In other words, he’d rather be alone than be with her. That stung.
So Teri snorted. “Yeah, right. You’re really happy living in that empty house. What, are you afraid if you get married, she’ll die like your mother did?” She couldn’t believe the harshness of the words that were coming out of her mouth.
But to her surprise, Stan nodded. “Okay,” he said. “Fair enough. And yeah, maybe I am afraid of that. Or maybe I saw how hard it was for her every time my father left for another tour in ’Nam. I don’t go to war, but I go away, sometimes for months at a time. So it’s my choice to be alone. But you didn’t choose what happened to you.”

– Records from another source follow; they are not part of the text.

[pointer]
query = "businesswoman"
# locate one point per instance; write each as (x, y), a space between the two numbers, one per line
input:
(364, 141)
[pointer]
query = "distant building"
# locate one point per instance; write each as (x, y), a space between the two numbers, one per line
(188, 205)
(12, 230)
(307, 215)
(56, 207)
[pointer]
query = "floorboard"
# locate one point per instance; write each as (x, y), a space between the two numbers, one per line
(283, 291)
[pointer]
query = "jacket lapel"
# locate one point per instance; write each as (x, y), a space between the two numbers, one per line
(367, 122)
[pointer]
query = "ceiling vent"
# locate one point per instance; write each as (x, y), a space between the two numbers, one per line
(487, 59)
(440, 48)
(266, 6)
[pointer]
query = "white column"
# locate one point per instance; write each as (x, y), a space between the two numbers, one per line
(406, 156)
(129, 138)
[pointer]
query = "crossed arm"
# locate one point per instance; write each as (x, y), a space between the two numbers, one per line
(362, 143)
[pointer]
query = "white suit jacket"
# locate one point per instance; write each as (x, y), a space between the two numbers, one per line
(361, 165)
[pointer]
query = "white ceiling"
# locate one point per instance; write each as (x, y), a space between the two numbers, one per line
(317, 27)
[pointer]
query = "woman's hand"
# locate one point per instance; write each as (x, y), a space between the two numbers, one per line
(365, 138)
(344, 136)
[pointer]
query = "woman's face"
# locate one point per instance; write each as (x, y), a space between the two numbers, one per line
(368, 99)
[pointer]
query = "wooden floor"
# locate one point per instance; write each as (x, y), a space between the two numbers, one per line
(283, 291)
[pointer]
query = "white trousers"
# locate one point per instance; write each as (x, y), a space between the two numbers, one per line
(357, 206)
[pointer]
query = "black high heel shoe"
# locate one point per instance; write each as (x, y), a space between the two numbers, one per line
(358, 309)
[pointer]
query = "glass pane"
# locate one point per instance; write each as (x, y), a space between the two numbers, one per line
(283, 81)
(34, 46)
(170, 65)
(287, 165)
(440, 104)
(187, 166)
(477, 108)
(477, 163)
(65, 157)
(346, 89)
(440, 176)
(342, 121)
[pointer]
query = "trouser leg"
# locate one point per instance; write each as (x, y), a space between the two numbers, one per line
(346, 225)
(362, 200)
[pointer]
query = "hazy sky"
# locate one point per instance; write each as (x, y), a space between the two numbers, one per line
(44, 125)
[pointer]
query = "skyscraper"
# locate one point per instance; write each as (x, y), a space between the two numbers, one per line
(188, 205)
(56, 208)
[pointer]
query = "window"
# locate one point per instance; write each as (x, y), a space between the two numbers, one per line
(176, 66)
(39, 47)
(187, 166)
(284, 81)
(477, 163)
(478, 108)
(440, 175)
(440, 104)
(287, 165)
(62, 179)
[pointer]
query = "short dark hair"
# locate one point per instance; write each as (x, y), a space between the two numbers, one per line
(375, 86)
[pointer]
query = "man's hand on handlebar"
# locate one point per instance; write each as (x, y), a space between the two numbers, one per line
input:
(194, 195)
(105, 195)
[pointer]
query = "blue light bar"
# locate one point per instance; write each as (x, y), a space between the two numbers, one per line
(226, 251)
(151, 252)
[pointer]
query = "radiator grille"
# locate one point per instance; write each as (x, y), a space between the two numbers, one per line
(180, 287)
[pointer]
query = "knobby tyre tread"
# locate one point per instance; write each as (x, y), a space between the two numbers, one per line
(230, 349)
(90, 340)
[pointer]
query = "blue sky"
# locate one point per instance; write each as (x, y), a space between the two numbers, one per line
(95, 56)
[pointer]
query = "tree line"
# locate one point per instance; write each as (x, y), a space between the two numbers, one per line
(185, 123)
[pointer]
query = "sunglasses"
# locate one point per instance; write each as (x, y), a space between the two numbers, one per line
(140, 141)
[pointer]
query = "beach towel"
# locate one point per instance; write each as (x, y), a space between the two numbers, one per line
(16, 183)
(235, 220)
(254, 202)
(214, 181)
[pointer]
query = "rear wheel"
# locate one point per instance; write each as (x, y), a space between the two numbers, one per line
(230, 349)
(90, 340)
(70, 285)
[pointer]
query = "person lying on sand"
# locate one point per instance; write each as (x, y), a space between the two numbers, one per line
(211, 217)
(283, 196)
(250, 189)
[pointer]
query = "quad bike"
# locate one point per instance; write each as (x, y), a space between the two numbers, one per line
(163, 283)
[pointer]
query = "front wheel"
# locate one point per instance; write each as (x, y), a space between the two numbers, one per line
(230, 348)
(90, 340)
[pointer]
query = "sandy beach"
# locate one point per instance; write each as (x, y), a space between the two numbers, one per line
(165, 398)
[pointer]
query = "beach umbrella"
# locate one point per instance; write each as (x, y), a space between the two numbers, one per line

Oh, God, she didn’t want to talk about that. But he kept coming back to it, relentlessly.
“You didn’t choose your mother’s dying,” she countered.
“That’s true,” he agreed. “But I was eighteen when that happened.” He was silent for a moment. “How old were you?”
Teri shook her head. “No.”
“No, you don’t remember?” he asked.
She didn’t want to remember. Huddled in her bed, too scared to move . . .
“Give it a guess,” he persisted. “You don’t need to be exact.”
Hoping, praying that tonight he wouldn’t come in. Stay out of my room! She’d never said those words to him. She’d been too afraid.
“Thirteen?” Stan asked.
Teri shook her head. No.
“Older or younger? And, please, I’m praying that you’re not going to say younger.”
“I’m sorry,” she whispered.
“Oh, god damn it. Please tell me how old you were.”
She had no intention of telling him. She meant to stand up and walk out of her own hotel room, just to get away from his questions, if she had to. But the word came out of her, almost on its own accord. “Eight.”
He made the kind of sound a man might make if he were punched in the gut. His face twisted as if he were in terrible pain, and as she looked at him, she saw tears in his eyes.
There were tears in his eyes, but she was the one who suddenly started to cry.
She didn’t know where it came from, this sudden storm of emotion, but she couldn’t stop it. Maybe it was acknowledging it aloud for the first time. Maybe it was knowing that she was finally going to tell someone. Maybe it was because part of her desperately wanted to tell, while part of her desperately wanted to keep it buried, forever.
Teri reached for Stan. Or maybe he reached for her. Same as earlier, when she’d kissed him, she wasn’t quite sure who moved first. But then it didn’t matter, because she was in his arms, and he was holding her tightly while she cried.
“I’m so sorry,” he murmured, as if it were all somehow his fault.
“It’s not as bad as you think,” she told him when the tears finally eased. Her face was pressed against his shoulder, against the warmth of his neck. He smelled like heat and dust and hard work and coffee. “He never touched me. Not really.”
“Not really?” Stan asked. “What does that mean, not really?”
“He came into my room at night,” she whispered. “And he . . .”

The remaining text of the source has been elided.